Il motivo va giudicato, in primo luogo, ammissibile. Questa Corte ha infatti avuto modo di chiarire che l’interpretazione del contratto, traducendosi in una operazione di accertamento della volontà dei contraenti, si risolve in una indagine di fatto riservata al giudice di merito, censurabile in cassazione, oltre che per violazione delle regole ermeneutiche, ai sensi dell’art. 360 c.p.c., comma 1, n. 3, per inadeguatezza della motivazione, ex art. 360 c.p.c., comma 1, n. 5, nella formulazione antecedente alla novella di cui al D.L. n. 83 del 2012, oppure – nel vigore della novellato testo di detta norma – nella ipotesi di omesso esame di un fatto decisivo e oggetto di discussione tra le parti (cfr. Cass. 14355/16).

Il motivo è altresì fondato, giacchè la specifica conformazione del sottotetto costituiva una risultanza di fatto astrattamente decisiva ai fini della ricostruzione della comune intenzione delle parti (secondo buona fede, art. 1366 c.c.), demandata alla corte territoriale. L’affermazione dell’impugnata sentenza alla cui stregua “nè si comprende perchè l’originario venditore, pur restando per qualche anno ancora proprietario dell’altro appartamento venduto poi alla P.A., si sia voluto spogliare interamente di tale vano, presumendosi invece che, servendo tale unico ambiente entrambi gli appartamenti, semmai gli odierni appellanti avrebbero dovuto dividere per metà, lasciando la restante parte della piena disponibilità dell’altro proprietario, che vi accedeva tramite una scala mobile” (pag. 10) risulta infatti palesemente incongruente alla luce del fatto – in questo senso potenzialmente decisivo – che il sottotetto del fabbricato non costituiva un “unico ambiente”, che semmai si sarebbe “dovuto dividere per metà”, ma era originariamente formato da due ambienti distinti, di cui quello a quota superiore sovrastante l’appartamento in residua proprietà del venditore (oggi in proprietà V.) e quello a quota inferiore sovrastante, per la maggior parte, l’appartamento venduto a S.C. e, per una sua minor parte, un vano dell’appartamento di residua proprietà del venditore.

La motivazione dell’impugnata sentenza tradisce dunque un inquadramento della situazione di fatto malcerto e lacunoso. Tanto risulta ulteriormente avvalorato dalla considerazione che in tale motivazione manca qualunque riferimento alle modalità di utilizzazione, da parte dei contendenti, del vano sottotetto posto a quota inferiore; modalità, che, come evidenziato a pag. 5 della memoria del contro ricorrente del 27/8/19, avevano formato oggetto di un contenzioso possessorio sfociato nella sentenza numero 30/2003 del tribunale di Termini Imerese, versato in giudizio come doc. 6 del fascicolo di primo grado degli odierni ricorrenti.

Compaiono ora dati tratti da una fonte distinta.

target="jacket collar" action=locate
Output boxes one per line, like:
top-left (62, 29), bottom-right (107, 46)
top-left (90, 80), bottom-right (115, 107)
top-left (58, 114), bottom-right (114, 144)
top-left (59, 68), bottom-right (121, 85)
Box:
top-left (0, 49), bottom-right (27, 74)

In accoglimento del primo motivo la sentenza impugnata va quindi, in definitiva, cassata, con rinvio alla corte d’appello di Palermo in altra composizione di un nuovo esame di fatti di causa che terrà conto della articolazione del sottotetto in due vani distinti poste a quote differenti.

Le spese del presente giudizio saranno liquidate dal giudice del rinvio.

P.Q.M.

La Corte, accoglie il primo motivo di ricorso, dichiara assorbiti gli altri, cassa la sentenza impugnata e rinvia alla corte d’appello di Palermo, in altra composizione, anche per le spese.

Così deciso in Roma, il 24 settembre 2019.